Even were we to ignore that the statements purporting to justify an order compelling Calcor to produce its documents and other materials are unverified, they still fail. There is an absence of specific facts relating to each category of materials sought to be produced; the justifications offered for the production are mere generalities. The very vice of the subpoena's promiscuity is well illustrated by Thiem's inability to provide focused, fact-specific justifications for its demands. The noted generality of the subpoena's definitions, instructions and categories which merely add up to a demand Calcor produce everything in its possession having anything to do with gun mounts, precludes Thiem from demonstrating any particular item or category in fact constitutes or contains matter which "is itself admissible in evidence or appears reasonably calculated to lead to the discovery of admissible evidence." (§ 2017, subd. (a).) The purported justification for imposing this great burden on Calcor necessarily suffers from the same generality as the subpoena itself.

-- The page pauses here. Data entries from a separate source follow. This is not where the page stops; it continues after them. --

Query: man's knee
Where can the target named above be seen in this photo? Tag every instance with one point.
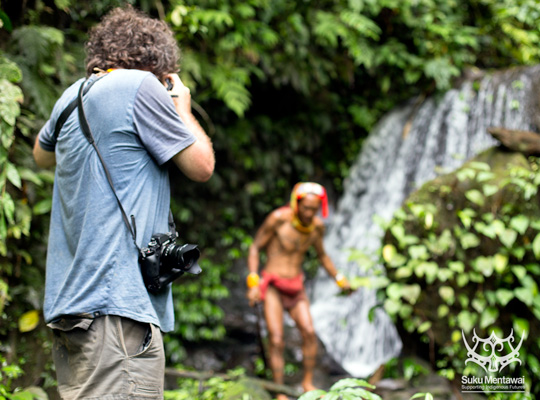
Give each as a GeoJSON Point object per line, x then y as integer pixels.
{"type": "Point", "coordinates": [308, 334]}
{"type": "Point", "coordinates": [276, 341]}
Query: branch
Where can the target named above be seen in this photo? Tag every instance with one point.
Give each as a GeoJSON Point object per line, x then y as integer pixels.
{"type": "Point", "coordinates": [525, 142]}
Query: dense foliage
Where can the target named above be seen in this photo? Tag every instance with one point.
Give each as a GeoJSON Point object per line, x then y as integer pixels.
{"type": "Point", "coordinates": [287, 90]}
{"type": "Point", "coordinates": [462, 255]}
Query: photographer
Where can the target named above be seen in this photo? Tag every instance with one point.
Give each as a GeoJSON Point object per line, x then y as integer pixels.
{"type": "Point", "coordinates": [107, 326]}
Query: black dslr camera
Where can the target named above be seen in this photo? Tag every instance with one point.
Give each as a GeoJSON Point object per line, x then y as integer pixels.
{"type": "Point", "coordinates": [163, 261]}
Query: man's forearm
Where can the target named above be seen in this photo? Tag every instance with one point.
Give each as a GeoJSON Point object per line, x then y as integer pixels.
{"type": "Point", "coordinates": [194, 127]}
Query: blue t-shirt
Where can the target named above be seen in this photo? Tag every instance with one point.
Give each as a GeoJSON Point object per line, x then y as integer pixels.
{"type": "Point", "coordinates": [92, 262]}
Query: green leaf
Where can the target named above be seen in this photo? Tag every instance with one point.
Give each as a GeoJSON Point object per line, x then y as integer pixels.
{"type": "Point", "coordinates": [467, 320]}
{"type": "Point", "coordinates": [13, 175]}
{"type": "Point", "coordinates": [456, 266]}
{"type": "Point", "coordinates": [475, 196]}
{"type": "Point", "coordinates": [443, 310]}
{"type": "Point", "coordinates": [508, 238]}
{"type": "Point", "coordinates": [525, 295]}
{"type": "Point", "coordinates": [483, 265]}
{"type": "Point", "coordinates": [521, 326]}
{"type": "Point", "coordinates": [447, 294]}
{"type": "Point", "coordinates": [500, 262]}
{"type": "Point", "coordinates": [536, 246]}
{"type": "Point", "coordinates": [424, 327]}
{"type": "Point", "coordinates": [520, 223]}
{"type": "Point", "coordinates": [411, 292]}
{"type": "Point", "coordinates": [351, 383]}
{"type": "Point", "coordinates": [490, 190]}
{"type": "Point", "coordinates": [462, 280]}
{"type": "Point", "coordinates": [469, 240]}
{"type": "Point", "coordinates": [419, 252]}
{"type": "Point", "coordinates": [389, 251]}
{"type": "Point", "coordinates": [489, 316]}
{"type": "Point", "coordinates": [504, 296]}
{"type": "Point", "coordinates": [520, 271]}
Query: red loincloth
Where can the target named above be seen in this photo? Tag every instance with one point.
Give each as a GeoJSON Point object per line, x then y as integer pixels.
{"type": "Point", "coordinates": [291, 290]}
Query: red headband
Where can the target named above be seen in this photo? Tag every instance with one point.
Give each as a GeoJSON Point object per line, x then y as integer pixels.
{"type": "Point", "coordinates": [302, 189]}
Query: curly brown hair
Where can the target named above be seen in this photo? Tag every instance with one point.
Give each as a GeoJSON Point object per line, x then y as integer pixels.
{"type": "Point", "coordinates": [128, 38]}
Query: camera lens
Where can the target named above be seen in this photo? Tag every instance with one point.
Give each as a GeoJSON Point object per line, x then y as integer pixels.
{"type": "Point", "coordinates": [179, 257]}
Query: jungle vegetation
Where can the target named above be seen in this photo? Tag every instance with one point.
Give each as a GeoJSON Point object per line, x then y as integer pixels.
{"type": "Point", "coordinates": [288, 91]}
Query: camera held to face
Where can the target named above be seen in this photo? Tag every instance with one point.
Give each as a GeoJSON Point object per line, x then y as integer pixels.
{"type": "Point", "coordinates": [163, 261]}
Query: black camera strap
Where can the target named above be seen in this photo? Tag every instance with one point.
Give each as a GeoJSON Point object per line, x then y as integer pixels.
{"type": "Point", "coordinates": [85, 127]}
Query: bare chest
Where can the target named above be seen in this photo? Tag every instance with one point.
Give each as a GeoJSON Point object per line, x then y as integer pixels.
{"type": "Point", "coordinates": [292, 241]}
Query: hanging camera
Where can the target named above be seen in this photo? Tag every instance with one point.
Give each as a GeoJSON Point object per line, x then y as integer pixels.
{"type": "Point", "coordinates": [163, 261]}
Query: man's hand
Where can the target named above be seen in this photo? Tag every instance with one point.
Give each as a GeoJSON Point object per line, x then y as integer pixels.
{"type": "Point", "coordinates": [180, 95]}
{"type": "Point", "coordinates": [343, 283]}
{"type": "Point", "coordinates": [253, 295]}
{"type": "Point", "coordinates": [196, 161]}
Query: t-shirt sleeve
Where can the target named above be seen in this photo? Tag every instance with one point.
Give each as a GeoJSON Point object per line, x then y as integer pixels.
{"type": "Point", "coordinates": [46, 141]}
{"type": "Point", "coordinates": [157, 123]}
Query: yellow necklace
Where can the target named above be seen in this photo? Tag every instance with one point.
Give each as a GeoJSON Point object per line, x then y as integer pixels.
{"type": "Point", "coordinates": [297, 224]}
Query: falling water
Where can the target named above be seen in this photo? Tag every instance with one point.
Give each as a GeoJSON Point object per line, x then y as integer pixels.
{"type": "Point", "coordinates": [444, 132]}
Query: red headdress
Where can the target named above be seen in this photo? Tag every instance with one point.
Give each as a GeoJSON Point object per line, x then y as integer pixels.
{"type": "Point", "coordinates": [302, 189]}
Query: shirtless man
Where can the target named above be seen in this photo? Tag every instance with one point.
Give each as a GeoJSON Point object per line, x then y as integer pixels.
{"type": "Point", "coordinates": [286, 235]}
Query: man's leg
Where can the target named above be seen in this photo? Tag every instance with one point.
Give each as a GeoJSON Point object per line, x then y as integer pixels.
{"type": "Point", "coordinates": [301, 315]}
{"type": "Point", "coordinates": [108, 358]}
{"type": "Point", "coordinates": [273, 314]}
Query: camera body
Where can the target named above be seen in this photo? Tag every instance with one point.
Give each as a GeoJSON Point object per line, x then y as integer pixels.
{"type": "Point", "coordinates": [163, 261]}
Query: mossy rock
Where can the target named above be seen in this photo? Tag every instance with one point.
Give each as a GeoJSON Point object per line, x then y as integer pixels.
{"type": "Point", "coordinates": [481, 187]}
{"type": "Point", "coordinates": [245, 386]}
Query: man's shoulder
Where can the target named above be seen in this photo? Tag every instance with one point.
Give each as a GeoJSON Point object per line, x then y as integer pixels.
{"type": "Point", "coordinates": [319, 224]}
{"type": "Point", "coordinates": [282, 214]}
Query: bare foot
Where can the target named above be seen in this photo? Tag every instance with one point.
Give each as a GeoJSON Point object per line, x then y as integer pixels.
{"type": "Point", "coordinates": [308, 386]}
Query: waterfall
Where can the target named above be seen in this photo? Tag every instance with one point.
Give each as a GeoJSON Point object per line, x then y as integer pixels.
{"type": "Point", "coordinates": [445, 131]}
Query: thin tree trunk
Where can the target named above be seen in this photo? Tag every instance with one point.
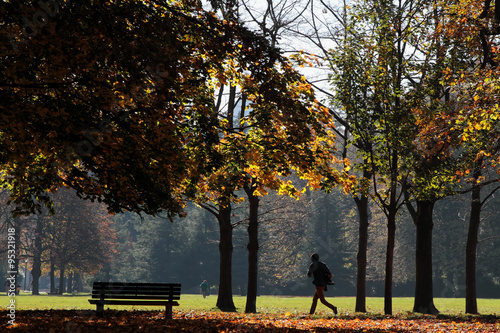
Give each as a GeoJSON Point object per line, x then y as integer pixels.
{"type": "Point", "coordinates": [362, 205]}
{"type": "Point", "coordinates": [69, 284]}
{"type": "Point", "coordinates": [52, 278]}
{"type": "Point", "coordinates": [389, 263]}
{"type": "Point", "coordinates": [424, 298]}
{"type": "Point", "coordinates": [36, 271]}
{"type": "Point", "coordinates": [225, 296]}
{"type": "Point", "coordinates": [253, 251]}
{"type": "Point", "coordinates": [471, 249]}
{"type": "Point", "coordinates": [60, 290]}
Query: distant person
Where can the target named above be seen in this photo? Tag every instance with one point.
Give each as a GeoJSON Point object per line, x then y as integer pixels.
{"type": "Point", "coordinates": [204, 288]}
{"type": "Point", "coordinates": [322, 277]}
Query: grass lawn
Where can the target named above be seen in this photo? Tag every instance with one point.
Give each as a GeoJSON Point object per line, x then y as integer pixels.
{"type": "Point", "coordinates": [265, 304]}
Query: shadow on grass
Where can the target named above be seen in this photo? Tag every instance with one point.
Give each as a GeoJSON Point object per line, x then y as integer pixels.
{"type": "Point", "coordinates": [79, 321]}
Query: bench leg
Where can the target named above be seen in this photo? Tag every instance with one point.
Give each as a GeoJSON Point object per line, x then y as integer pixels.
{"type": "Point", "coordinates": [168, 312]}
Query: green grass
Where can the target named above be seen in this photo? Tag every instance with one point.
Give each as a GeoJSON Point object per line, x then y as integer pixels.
{"type": "Point", "coordinates": [265, 304]}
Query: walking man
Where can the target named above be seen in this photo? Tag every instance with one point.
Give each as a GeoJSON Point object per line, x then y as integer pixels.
{"type": "Point", "coordinates": [322, 275]}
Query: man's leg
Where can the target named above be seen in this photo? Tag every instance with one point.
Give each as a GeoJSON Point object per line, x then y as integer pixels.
{"type": "Point", "coordinates": [315, 302]}
{"type": "Point", "coordinates": [321, 295]}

Although appellate courts have frequently stated "fishing expeditions" are permissible in discovery, there is a limit. As noted in Gonzalez v. Superior Court (1995) 33 Cal. App. 4th 1539 [39 Cal. Rptr. 2d 896], "These rules are applied liberally in favor of discovery ( Colonial Life & Accident Ins. Co. v. Superior Court (1982) 31 Cal. 3d 785, 790), and (contrary to popular belief), fishing expeditions are permissible in some cases." (Id. at p. 1546.) However, early in the development of our discovery law our Supreme Court recognized the limits on such "fishing expeditions." In  [*225] Greyhound Corp. v. Superior Court (1961) 56 Cal. 2d 355 [15 Cal. Rptr. 90, 364 P.2d 266], the seminal case in California civil discovery, the court gave examples of improper "fishing" WHICH CLEARLY APPLY HERE: "The method of 'fishing' may be, in a particular case, entirely improper (i.e., insufficient identification of the requested information to acquaint the other party with the nature of information desired, attempt to place the burden and cost of supplying information equally available to both solely upon the adversary, placing more burden upon the adversary than the value of the information warrants, etc.). Such improper methods of 'fishing' may be (and should be) controlled by the trial court under the powers granted to it by the statute." ( Id. at pp. 384-385.) . . .

 

(Calcor Space Facility, supra, 53 Cal.App.4th at 223-25 [bold emphasis and underlining added].)

           Here, Plaintiff seeks to compel non-party Rossmoyne, Inc. to produce 30 categories of documents set forth in the deposition subpoena. Plaintiff did not make a specific showing of good cause for production of these documents.

           The hearing is CONTINUED to September 30, 2022 at 8:30 AM. Plaintiff is to submit a separate statement setting forth good cause for production of each category of documents by September 21, 2022.